12 “He will be a wild donkey of a man,
His hand will be against everyone,
And everyone’s hand will be against him;
And he will live to the east of all his brothers.”
13 Then she called the name of the Lord who spoke to her, “You are a God who sees”; for she said, “Have I even remained alive here after seeing Him?” 14 Therefore the well was called Beer-lahai-roi; behold, it is between Kadesh and Bered.
15 So Hagar bore Abram a son; and Abram called the name of his son, whom Hagar bore, Ishmael. 16 Abram was eighty-six years old when Hagar bore Ishmael to him.
Boy, what a mess. Sarai didn't believe that all things are possible with God, assumed that she would never be able to bear a child of her own, presumed on Hagar to give her to Abram, and then mistreated her after she got the result she wanted so that Hagar would leave. Nice.
Abram went ahead and followed Sarai's bad judgement call. Now men can be weak when it comes to women, and I think there are probably quite a few men who would have gone along with a plan where they were allowed to sleep with another woman, especially since this was culturally acceptable at the time when it came to having children. If the wife couldn't have a child, it was acceptable to have a slave have a child for her. But still. Come on, Abram. If you had thought it through more carefully, you might have realized that wouldn't be the way God would go about things.
Hagar really had no rights in this, and I can't be too hard on her for obeying her mistress and then being angry with her when she got pregnant.

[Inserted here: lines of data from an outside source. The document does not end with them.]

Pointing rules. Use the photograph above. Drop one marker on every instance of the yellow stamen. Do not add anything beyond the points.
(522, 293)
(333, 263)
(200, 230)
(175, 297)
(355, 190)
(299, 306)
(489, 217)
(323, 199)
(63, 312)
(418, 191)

I really liked this excerpt from Ray Pritchard's Abraham series:
... Abraham is no longer living by faith. Both he and Sarah have decided “help God out” by concocting this scheme. But 2 Corinthians 5:7 tells us that “we walk by faith not by sight” This week I ran across a wonderful definition that applies to this story: “Faith is living without scheming” That’s good, isn’t it?

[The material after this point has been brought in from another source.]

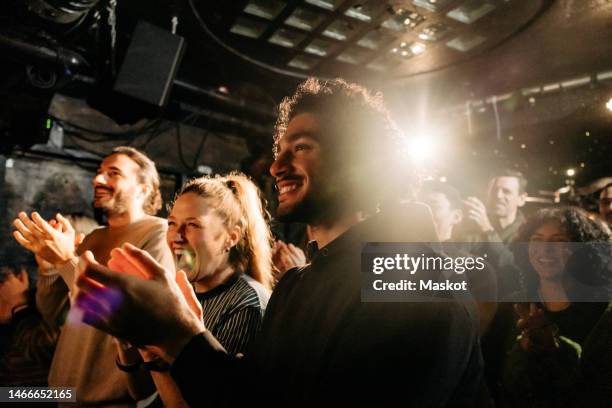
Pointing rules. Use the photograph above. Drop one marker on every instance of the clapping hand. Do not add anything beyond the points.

In his commentary on this passage, Warren Wiersbe shares four signs you are walking by faith:
1. Willing to wait
2. Concerned for the glory to God
3. Obeying God’s word
4. Peace and Joy within
Abraham and Sarah failed on all four counts. They weren’t willing to wait, they weren’t concerned for God’s glory, they weren’t obeying God’s Word, and they had no peace and joy within.
At first it may have seemed that their plan worked. But in the end, whatever we do on our own must come to a bad end eventually. Scottish novelist George McDonald put it this way: “In whatever man does without God, he must fail miserably, or succeed more miserably.” Abraham is about to miserably succeed.